Она намеревалась в августе встать на эстраде так, чтобы генерал в своем кресле-каталке сидел позади нее, и она намеревалась держать голову очень высоко, словно говоря: «Смотрите на него! Смотрите на него! Это мой дед, а вы все — выскочки! Благородный, несгибаемый старец, воплощающий все старинные традиции! Достоинство! Честь! Доблесть! Смотрите на него!» Как-то ночью во сне она закричала: «Смотрите на него! Смотрите на него!» — обернулась и увидела, что он сидит в кресле-каталке позади нее с ужасным выражением на лице и без какой-либо одежды, кроме генеральской шляпы. Она проснулась и больше уже в эту ночь не осмелилась заснуть.

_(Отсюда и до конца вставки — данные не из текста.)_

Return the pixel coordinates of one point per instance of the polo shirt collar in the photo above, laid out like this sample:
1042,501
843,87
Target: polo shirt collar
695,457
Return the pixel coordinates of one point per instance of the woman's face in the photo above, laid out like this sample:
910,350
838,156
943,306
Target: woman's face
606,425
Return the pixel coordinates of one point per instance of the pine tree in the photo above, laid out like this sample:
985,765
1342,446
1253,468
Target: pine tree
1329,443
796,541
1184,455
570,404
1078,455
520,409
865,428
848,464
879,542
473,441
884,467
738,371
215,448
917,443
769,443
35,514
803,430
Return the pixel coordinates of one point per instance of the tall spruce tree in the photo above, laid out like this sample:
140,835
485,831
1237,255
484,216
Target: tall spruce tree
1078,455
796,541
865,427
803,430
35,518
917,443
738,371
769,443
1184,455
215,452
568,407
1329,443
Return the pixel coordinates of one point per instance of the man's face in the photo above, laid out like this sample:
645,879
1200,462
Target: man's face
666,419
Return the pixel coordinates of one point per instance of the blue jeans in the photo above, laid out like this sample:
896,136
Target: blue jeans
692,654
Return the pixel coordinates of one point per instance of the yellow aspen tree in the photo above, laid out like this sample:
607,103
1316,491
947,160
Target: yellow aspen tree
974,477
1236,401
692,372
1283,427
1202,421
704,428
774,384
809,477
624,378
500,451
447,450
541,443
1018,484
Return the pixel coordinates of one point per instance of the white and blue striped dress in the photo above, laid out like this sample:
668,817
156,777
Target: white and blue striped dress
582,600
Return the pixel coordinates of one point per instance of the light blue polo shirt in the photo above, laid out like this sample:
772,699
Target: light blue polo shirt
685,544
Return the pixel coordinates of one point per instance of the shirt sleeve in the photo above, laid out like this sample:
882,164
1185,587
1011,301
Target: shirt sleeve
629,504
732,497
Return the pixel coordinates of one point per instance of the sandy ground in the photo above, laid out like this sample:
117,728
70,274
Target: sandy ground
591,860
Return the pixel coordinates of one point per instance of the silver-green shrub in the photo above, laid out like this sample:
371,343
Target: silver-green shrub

Что касается генерала, то он наотрез отказался бы присутствовать на церемонии выдачи дипломов, если бы она не обещала, что он будет сидеть на эстраде. Ему нравилось сидеть на эстрадах. Он считал, что он по-прежнему очень красивый мужчина. Когда он еще мог встать на ноги, он был боевым петушком в пять футов четыре дюйма ростом. У него были белоснежные волосы, которые сзади достигали плеч, и он не собирался вставлять челюсти, так как считал, что без них его профиль выглядит более чеканным. Когда он облачался в парадный генеральский мундир, то твердо знал, что с ним не может сравниться никто и ничто. Это был не тот мундир, который он носил в Гражданскую войну. В ту войну он, собственно, не был генералом. Возможно, он был рядовым, и к тому же пехотинцем. Он не помнил, кем он был. По правде говоря, он вообще той войны не помнил. Она была подобна его ногам, которые теперь свисали где-то в самом низу, ничего не ощущающие, прикрытые серо-голубой накидкой, которую Салли Поукер связала крючком, когда была маленькой девочкой. Он не помнил и испано-американской войны, в которой потерял сына, он далее не помнил этого сына. История была ему ни к чему, потому что он не предполагал больше встретиться с ней. В его сознании история ассоциировалась с процессиями, жизнь же — с парадами, а ему нравились парады. Люди постоянно спрашивали его, помнит ли он то или это — унылая черная процессия вопросов о прошлом. В прошлом было только одно событие, которое ему было интересно и о котором он рассказывал с удовольствием: это случилось двенадцать лет назад, когда ему преподнесли парадную генеральскую форму и когда он присутствовал на премьере кинофильма.